To avoid being a delectable morsel for an untamed Jivaro's dinner, I found a different way to get to the jungle. I obtained government permission to fly in an Ecuadorian Air Force plane from Quito to Pastaza.
When we landed in Pastaza, Terry and I saw a C-47 government plane parked nearby that carried provisions to the outlying military bases. Lt. Col. Alberto Serrano, Commander of the Pastaza base, invited us into his office and showed us on a wall map where the C-47 was headed — to Tiputini, deep in the jungle. I told Serrano that we wanted to go into the jungle to buy Indian artifacts, so he escorted us to the airfield to board the C-47.
We sat along the side of the plane, facing a couple of Indians and two nuns dressed in gray. It was a smooth one-hour flight. Captain Jose Montesinos sent his steward to invite us, one at a time, into the cockpit to see the jungle below. The vegetation formed a thick fluffy carpet of emerald green. When the wheels hit the landing field in Tiputini, both nuns promptly threw up.
Captain Montesino led us to a clapboard building where lunch awaited us. We sat on boxes to eat. After I had eaten most of my rice, I noticed that many of the grains were moving (rice worms).
After lunch, a Lieutenant drove us by Jeep to headquarters (the 'casino' they called it), where the men ate, drank and played pool. The Colonel, who was Base Commander, met us there. We talked about the Galapagos and he asked about his sister, whom he had not seen for 17 years. His sister was the Ecuadorian woman who married Gusch Angermeyer. She was the mother of Johnny Angermeyer, with whom we went to Turtle Bay.

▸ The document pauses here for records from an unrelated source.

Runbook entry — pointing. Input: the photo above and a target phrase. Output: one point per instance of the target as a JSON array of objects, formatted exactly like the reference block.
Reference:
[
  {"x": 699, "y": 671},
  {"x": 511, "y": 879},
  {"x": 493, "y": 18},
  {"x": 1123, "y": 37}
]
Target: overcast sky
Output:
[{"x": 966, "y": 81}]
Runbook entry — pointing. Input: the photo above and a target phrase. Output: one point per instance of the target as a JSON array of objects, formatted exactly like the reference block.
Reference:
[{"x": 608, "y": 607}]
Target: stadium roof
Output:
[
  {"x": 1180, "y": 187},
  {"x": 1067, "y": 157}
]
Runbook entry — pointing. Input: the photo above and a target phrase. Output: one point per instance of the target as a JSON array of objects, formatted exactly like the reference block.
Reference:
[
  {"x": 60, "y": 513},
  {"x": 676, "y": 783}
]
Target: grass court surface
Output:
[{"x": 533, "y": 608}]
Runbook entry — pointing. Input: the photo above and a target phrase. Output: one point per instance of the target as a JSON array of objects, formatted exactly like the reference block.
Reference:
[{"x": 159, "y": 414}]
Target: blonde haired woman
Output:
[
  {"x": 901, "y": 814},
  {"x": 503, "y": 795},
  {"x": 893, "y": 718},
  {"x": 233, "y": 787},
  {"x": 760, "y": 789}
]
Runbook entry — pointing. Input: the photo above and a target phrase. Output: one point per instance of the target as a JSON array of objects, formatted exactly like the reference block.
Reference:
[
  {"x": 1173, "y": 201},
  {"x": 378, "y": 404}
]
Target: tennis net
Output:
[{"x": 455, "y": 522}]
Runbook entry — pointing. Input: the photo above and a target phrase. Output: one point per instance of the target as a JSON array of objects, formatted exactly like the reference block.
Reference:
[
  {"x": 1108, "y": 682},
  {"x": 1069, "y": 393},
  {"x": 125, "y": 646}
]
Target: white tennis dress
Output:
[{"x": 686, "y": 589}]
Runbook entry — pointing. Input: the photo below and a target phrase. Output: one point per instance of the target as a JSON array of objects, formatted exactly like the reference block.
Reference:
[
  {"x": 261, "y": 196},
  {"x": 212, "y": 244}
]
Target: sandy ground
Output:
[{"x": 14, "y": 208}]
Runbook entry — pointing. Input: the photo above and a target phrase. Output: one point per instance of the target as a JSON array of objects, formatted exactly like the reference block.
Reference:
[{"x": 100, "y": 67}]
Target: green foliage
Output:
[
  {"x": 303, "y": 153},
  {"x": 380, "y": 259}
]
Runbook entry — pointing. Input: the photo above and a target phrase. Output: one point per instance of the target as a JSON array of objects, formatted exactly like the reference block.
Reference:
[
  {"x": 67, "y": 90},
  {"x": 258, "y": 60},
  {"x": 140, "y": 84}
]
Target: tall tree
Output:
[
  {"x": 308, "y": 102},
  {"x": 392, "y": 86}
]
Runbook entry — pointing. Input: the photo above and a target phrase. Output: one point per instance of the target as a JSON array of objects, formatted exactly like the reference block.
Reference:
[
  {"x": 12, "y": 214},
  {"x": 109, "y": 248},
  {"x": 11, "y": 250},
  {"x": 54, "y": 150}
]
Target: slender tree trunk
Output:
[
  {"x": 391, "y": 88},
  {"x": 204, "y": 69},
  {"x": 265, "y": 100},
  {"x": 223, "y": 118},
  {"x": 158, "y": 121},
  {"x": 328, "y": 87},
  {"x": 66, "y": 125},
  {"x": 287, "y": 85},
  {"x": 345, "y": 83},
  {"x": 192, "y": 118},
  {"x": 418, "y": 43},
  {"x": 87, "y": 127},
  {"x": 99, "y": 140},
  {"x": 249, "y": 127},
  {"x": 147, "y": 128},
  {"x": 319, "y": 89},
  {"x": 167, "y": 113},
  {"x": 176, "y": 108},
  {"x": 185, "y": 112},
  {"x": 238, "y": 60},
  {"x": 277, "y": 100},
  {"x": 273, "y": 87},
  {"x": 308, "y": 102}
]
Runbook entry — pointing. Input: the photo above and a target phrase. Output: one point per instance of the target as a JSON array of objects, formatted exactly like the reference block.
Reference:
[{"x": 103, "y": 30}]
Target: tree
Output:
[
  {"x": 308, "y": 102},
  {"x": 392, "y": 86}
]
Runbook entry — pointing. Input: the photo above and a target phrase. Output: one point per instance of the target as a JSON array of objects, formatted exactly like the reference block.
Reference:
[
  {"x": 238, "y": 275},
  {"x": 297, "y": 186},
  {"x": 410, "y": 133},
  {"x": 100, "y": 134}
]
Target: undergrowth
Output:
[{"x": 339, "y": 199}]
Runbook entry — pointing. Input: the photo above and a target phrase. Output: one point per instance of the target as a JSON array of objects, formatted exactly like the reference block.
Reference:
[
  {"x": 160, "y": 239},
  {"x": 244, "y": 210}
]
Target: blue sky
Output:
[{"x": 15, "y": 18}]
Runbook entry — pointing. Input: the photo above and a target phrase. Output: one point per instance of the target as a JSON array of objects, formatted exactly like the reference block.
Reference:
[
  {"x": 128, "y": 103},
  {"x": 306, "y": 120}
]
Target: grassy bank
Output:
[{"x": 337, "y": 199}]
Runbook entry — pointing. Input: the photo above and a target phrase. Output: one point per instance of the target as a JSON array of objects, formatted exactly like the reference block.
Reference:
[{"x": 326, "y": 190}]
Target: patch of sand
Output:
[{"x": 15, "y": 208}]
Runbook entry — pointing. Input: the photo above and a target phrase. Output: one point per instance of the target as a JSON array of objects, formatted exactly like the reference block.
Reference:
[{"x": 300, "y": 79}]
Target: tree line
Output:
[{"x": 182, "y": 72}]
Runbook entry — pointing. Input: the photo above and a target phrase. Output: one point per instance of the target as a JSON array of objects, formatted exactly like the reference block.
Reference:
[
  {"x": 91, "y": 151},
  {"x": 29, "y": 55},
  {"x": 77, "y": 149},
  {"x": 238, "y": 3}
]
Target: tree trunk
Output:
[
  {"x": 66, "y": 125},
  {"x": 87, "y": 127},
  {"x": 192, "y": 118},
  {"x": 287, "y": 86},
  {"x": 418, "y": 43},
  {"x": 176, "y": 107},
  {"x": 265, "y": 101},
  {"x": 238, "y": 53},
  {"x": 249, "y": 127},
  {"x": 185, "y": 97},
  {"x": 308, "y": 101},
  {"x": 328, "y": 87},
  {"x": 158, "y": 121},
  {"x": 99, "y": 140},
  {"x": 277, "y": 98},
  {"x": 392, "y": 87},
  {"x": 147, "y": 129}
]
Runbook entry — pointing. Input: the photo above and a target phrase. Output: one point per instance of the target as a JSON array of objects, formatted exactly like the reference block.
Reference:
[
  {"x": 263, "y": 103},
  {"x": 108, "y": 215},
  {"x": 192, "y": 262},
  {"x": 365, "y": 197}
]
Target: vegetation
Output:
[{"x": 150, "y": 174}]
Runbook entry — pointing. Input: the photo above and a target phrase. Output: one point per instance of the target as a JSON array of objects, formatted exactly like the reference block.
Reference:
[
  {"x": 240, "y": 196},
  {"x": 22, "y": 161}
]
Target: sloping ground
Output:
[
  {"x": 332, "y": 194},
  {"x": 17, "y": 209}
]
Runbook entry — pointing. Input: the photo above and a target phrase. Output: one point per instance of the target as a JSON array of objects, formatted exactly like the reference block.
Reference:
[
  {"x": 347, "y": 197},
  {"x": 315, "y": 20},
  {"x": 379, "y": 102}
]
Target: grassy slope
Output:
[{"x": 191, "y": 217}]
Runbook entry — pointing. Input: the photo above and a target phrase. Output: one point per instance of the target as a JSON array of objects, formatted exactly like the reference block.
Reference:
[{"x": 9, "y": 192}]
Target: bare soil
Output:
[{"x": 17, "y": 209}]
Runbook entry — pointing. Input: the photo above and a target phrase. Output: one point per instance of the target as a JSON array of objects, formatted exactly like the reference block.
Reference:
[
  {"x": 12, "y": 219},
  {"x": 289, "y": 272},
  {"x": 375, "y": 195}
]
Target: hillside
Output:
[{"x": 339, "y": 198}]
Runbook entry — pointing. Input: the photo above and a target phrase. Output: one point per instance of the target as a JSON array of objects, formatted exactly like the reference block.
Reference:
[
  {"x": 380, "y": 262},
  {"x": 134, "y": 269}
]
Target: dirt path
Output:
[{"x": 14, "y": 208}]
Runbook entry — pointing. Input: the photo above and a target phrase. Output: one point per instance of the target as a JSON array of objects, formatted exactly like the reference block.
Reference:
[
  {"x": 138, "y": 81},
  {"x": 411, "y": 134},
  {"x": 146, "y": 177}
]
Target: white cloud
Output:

The base and pueblo of Tiputini rimmed the Rio Napo. It was one long dirt road with bamboo huts on either side. The doctor on base led us to one of the huts where he thought we might find some artifacts to buy. The hut was built on high stilts, with steps cut into one long tree trunk. All the woman could offer us was a tigre skin (actually a leopard skin), which was outside stretched and drying on a rack, still fairly bloody. That gave us the idea to look for tigre skins—but one not quite so fresh from the animal's back.
I wanted to go farther into the jungle. So, the Lieutenant took us out on the water to find a Jivaro crew with a canoe willing to take us down the Rio Napo to Nuevo Roca Fuerte at the Peruvian border.
The canoe was a long hollowed-out tree. One man stood at the back of the canoe, using a long pole to navigate and to test the depth of the shallow water, which was golden from the mud. Three men paddled it with paddles that were short and wide like Japanese fans.